“This is like declaring ‘ecstasy’ as a WMD,” an anonymous source from the Department of Defense counter-WMD community commented incredulously. This source was quoted by a Task and Purpose reporter investigating a Department of Homeland Security internal memo discussing designating the synthetic opioid fentanyl as a weapon of mass destruction. This is just the latest example of how misinformation and hysteria inform federal and state policy regarding the overdose crisis.
Policy makers maintain their state of denial about the role of prohibition in the overdose crisis. Denial fosters vulnerability to misinformation and “alternative facts” to prop up falsely held views. Denial that the war on drugs is responsible for most of the death and destruction surrounding illicit drug use makes policymakers susceptible to claims about fentanyl that are not based in reality.
Misinformation about fentanyl leads to avoidable stress and overreaction among first responders. But misinformation about the causes of the opioid overdose crisis causes much more harm.
Lawmakers and policy makers continue to believe the overdose crisis was caused by doctors too liberally prescribing pain pills. This ignores the government’s own data that shows there is no correlation between the number of pills prescribed and the incidence of nonmedical use or pain reliever use disorder. It ignores evidence that nonmedical drug use was on a steady exponential increase well before the doctors began prescribing more liberally, and is showing no signs of letting up. As I have written before, the main driver of the overdose crisis has always been prohibition. Policies that fail to recognize this and focus on reducing prescriptions only serve to drive nonmedical users to more dangerous drugs and make patients suffer in the process.
The WMD hypothesis probably derives from a lone instance in 2002 when fentanyl was pumped into a Moscow theater by Russian police to end a hostage crisis, resulting in nearly 200 deaths. The means by which it was aerosolized have never been made public. Much remains secret. American authorities believe a second disabling substance might have been mixed in with the fentanyl. And Russian doctors complained that delays in entering the building and the failure to have naloxone available contributed to the deaths.
However, a 2017 position statement from the American College of Medical Toxicology states, “At the highest airborne concentration encountered by workers, an unprotected individual would require nearly 200 minutes of exposure to reach a dose of 100 mcg of fentanyl… evaporation of standing product into a gaseous phase is not a practical concern.”
The urban myth that even minimal skin contact with fentanyl or an analog can cause a drug overdose has been difficult to eradicate. Because it not easily absorbed through the skin it took years of research before pharmaceutical companies finally devised a means to deliver fentanyl trans-dermally using a skin patch, now one of the most common ways it is prescribed in the outpatient setting. In its position paper, the ACMT also affirms that even extreme skin exposure to fentanyl “cannot rapidly deliver a high dose” of fentanyl.
Yet reports abound of first responders being rushed to emergency rooms after manifesting overdose symptoms upon exposure to fentanyl, only to be cleared and released upon evaluation. This may be attributable to the nocebo effect, an exquisite example of the power of suggestion that has a neurochemical explanation. Guidelines on preventing occupational exposure from the Centers for Disease Control and Prevention and first responder alertsfrom the Drug Enforcement Administration that state, “Exposure to an amount equivalent to a few grains of sand can kill you,” only serve to enhance the nocebo effect and feed the hysteria.

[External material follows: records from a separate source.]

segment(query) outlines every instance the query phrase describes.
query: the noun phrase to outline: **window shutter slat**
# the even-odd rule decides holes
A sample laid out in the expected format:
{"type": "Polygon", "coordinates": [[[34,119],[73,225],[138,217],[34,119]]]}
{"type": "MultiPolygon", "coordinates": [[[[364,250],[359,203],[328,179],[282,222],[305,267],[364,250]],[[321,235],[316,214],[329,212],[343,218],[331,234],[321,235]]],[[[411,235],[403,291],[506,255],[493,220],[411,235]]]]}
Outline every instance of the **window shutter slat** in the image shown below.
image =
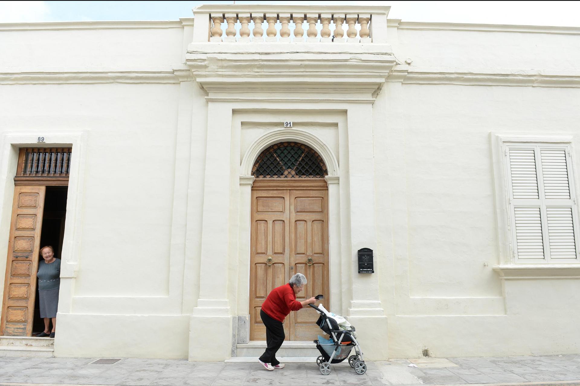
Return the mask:
{"type": "Polygon", "coordinates": [[[564,149],[541,149],[542,173],[546,199],[570,198],[564,149]]]}
{"type": "Polygon", "coordinates": [[[571,207],[548,207],[548,233],[552,259],[575,259],[574,222],[571,207]]]}
{"type": "Polygon", "coordinates": [[[516,243],[518,258],[543,259],[540,208],[516,207],[514,208],[514,214],[516,218],[516,243]]]}
{"type": "Polygon", "coordinates": [[[509,159],[513,198],[539,198],[534,149],[510,149],[509,159]]]}

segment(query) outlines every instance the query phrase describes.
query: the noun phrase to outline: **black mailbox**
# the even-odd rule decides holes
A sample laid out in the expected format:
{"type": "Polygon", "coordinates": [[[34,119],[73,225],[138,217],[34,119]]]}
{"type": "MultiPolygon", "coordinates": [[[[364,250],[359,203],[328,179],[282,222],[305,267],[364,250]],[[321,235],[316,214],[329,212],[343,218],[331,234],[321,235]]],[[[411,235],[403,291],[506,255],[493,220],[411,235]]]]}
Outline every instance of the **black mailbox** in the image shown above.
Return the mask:
{"type": "Polygon", "coordinates": [[[372,263],[372,249],[358,249],[358,273],[375,273],[372,263]]]}

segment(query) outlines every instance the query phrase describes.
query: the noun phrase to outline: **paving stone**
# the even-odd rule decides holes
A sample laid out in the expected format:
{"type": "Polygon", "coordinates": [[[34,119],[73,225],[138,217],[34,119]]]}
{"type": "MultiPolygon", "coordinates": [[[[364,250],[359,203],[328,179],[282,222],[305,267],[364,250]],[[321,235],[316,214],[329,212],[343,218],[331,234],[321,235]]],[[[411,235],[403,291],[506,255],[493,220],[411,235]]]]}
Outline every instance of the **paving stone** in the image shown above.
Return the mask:
{"type": "Polygon", "coordinates": [[[495,383],[495,380],[483,374],[476,375],[462,375],[461,378],[467,383],[495,383]]]}

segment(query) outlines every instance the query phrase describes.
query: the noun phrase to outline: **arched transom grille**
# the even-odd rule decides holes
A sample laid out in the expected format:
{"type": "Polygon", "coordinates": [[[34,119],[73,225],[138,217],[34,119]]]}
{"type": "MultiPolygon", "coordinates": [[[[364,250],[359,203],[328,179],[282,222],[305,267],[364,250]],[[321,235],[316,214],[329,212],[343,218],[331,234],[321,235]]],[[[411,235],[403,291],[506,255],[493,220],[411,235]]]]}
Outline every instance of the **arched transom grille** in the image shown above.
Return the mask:
{"type": "Polygon", "coordinates": [[[318,153],[306,145],[284,142],[258,156],[252,169],[256,178],[324,178],[328,175],[318,153]]]}

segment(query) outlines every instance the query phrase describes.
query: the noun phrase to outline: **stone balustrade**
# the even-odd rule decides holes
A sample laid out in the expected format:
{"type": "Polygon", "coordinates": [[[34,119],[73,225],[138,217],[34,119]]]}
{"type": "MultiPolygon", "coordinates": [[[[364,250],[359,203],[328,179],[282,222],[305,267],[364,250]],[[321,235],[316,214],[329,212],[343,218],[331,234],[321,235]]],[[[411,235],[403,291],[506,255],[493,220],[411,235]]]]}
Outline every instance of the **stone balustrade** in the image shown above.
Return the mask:
{"type": "Polygon", "coordinates": [[[202,5],[194,42],[385,42],[389,7],[202,5]],[[207,28],[207,34],[201,29],[207,28]],[[376,36],[379,35],[379,36],[376,36]]]}

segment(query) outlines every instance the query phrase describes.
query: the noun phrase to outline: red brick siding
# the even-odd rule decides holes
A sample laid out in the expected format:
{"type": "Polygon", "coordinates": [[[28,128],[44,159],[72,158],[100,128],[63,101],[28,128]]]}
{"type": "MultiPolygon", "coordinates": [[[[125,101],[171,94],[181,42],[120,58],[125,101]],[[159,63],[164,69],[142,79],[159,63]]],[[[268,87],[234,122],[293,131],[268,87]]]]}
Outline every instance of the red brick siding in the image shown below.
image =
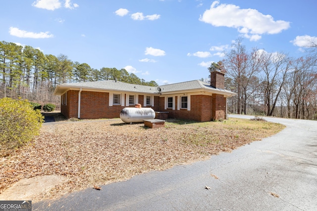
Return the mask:
{"type": "MultiPolygon", "coordinates": [[[[67,118],[78,118],[78,90],[67,91],[67,105],[61,105],[61,112],[67,118]]],[[[139,95],[138,103],[144,107],[144,95],[139,95]]],[[[226,118],[226,98],[223,95],[214,94],[212,96],[197,95],[191,96],[191,110],[177,109],[177,96],[175,97],[175,110],[164,109],[164,97],[155,96],[155,111],[167,111],[169,118],[208,122],[226,118]]],[[[121,111],[126,106],[109,106],[109,93],[83,91],[81,93],[81,119],[115,118],[120,117],[121,111]]],[[[134,107],[134,106],[129,106],[134,107]]],[[[151,106],[147,106],[151,107],[151,106]]]]}
{"type": "Polygon", "coordinates": [[[175,97],[175,110],[164,109],[164,98],[160,97],[159,111],[168,112],[169,118],[194,120],[198,122],[208,122],[211,120],[211,96],[198,95],[191,96],[191,109],[177,110],[178,97],[175,97]]]}
{"type": "Polygon", "coordinates": [[[224,120],[226,116],[226,98],[220,94],[212,94],[211,120],[224,120]]]}
{"type": "Polygon", "coordinates": [[[66,118],[69,119],[72,117],[77,118],[78,109],[78,91],[70,90],[67,92],[67,95],[66,105],[61,104],[60,113],[66,118]]]}

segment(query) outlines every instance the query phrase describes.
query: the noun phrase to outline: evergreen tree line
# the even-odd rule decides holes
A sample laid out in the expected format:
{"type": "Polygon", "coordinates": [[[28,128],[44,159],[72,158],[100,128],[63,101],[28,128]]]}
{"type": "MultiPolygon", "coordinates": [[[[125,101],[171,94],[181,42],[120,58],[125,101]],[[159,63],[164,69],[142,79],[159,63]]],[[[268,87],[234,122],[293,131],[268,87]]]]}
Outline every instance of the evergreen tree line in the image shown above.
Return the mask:
{"type": "Polygon", "coordinates": [[[317,44],[299,58],[263,49],[246,50],[239,38],[224,59],[210,71],[225,72],[225,88],[237,95],[228,98],[232,113],[317,120],[317,44]]]}
{"type": "Polygon", "coordinates": [[[125,69],[92,68],[87,63],[72,62],[67,56],[44,54],[30,46],[0,42],[0,98],[21,97],[30,101],[59,104],[53,95],[59,84],[116,80],[127,83],[157,86],[125,69]]]}

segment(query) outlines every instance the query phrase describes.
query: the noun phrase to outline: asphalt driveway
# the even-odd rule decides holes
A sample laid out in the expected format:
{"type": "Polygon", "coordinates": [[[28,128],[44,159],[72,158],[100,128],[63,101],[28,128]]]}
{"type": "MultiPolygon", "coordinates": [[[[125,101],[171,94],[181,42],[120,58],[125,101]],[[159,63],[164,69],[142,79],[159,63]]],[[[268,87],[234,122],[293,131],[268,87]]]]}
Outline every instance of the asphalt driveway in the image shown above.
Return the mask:
{"type": "Polygon", "coordinates": [[[287,127],[231,153],[35,203],[33,210],[317,210],[317,121],[265,119],[287,127]]]}

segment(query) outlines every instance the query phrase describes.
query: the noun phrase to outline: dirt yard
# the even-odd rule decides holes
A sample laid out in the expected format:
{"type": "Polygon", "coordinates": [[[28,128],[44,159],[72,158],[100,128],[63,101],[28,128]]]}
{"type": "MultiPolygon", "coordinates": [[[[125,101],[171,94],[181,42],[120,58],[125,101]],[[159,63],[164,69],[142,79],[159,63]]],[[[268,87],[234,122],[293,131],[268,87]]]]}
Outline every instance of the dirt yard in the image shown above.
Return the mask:
{"type": "MultiPolygon", "coordinates": [[[[24,200],[55,199],[230,152],[284,127],[233,118],[207,123],[170,120],[165,127],[156,129],[145,127],[143,124],[126,124],[120,119],[60,123],[44,125],[40,135],[28,146],[2,153],[0,199],[5,198],[4,194],[19,181],[49,175],[57,176],[60,181],[43,187],[24,200]]],[[[28,185],[21,185],[20,190],[32,186],[28,185]]]]}

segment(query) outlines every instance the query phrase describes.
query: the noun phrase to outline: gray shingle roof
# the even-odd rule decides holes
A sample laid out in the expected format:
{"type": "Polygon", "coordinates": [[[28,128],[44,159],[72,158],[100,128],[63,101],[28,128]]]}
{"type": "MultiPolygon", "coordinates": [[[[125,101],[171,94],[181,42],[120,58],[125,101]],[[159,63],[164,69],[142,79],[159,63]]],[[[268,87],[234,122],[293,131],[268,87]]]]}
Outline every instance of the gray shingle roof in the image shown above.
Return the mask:
{"type": "MultiPolygon", "coordinates": [[[[235,95],[231,91],[217,88],[214,88],[209,84],[200,80],[191,81],[177,84],[159,86],[162,94],[172,92],[190,91],[203,89],[206,91],[223,93],[227,95],[235,95]]],[[[158,87],[147,85],[137,85],[127,84],[112,80],[92,82],[82,82],[78,83],[62,84],[57,85],[54,92],[56,95],[61,95],[70,89],[87,89],[94,90],[105,90],[112,91],[126,91],[139,92],[149,94],[158,94],[158,87]]]]}

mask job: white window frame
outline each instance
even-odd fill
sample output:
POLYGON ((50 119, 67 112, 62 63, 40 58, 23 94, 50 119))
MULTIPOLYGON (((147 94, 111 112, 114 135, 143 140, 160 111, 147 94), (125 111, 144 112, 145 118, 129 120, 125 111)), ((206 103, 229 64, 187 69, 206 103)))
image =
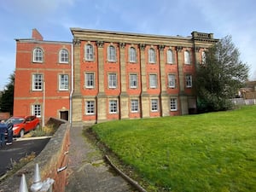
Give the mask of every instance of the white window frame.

The DEA states almost all of the fentanyl it seizes is “illicit fentanyl”—fentanyl and fentanyl analog powders made in clandestine labs in Asia and now in Mexico. It is often purchased on the “dark web” and shipped to the US in the mail. Fentanyl’s appearance in the underground drug trade is an excellent example of the “iron law of prohibition:” when alcohol or drugs are prohibited they will tend to get produced in more concentrated forms, because they take up less space and weight in transporting and reap more money when subdivided for sale.
Licit fentanyl is an excellent drug, not usually produced in powdered form, and is used in many different clinical settings, not the least of which is in the operating room as an anesthetic adjunct.
Illicit fentanyl is mainly used to enhance the strength of heroin and as an additive to cocaine (for “speedballing”). Drug dealers also use pill presses to press fentanyl into counterfeit prescription pain pills and sell them to unsuspecting drug users.
The Drug Enforcement Administration recently moved several illicitly produced analogs of fentanyl to Schedule 1 (no known medical use), thus banning them.
This will do nothing to stop the fentanyl trade. The DEA already claims that almost all of the fentanyl seized is illicit fentanyl. Making it schedule 1 will not cause these labs to shut down or the cartels to stop their already lucrative trade. Dozens of fentanyl analogs have been developed and more are on the way. They are as easy to make in the lab as making meth from Sudafed or P2P.
As they develop scenarios and contingency plans for weaponized fentanyl, policymakers refuse to see that the actual weapon of mass destruction is America’s endless war on drugs.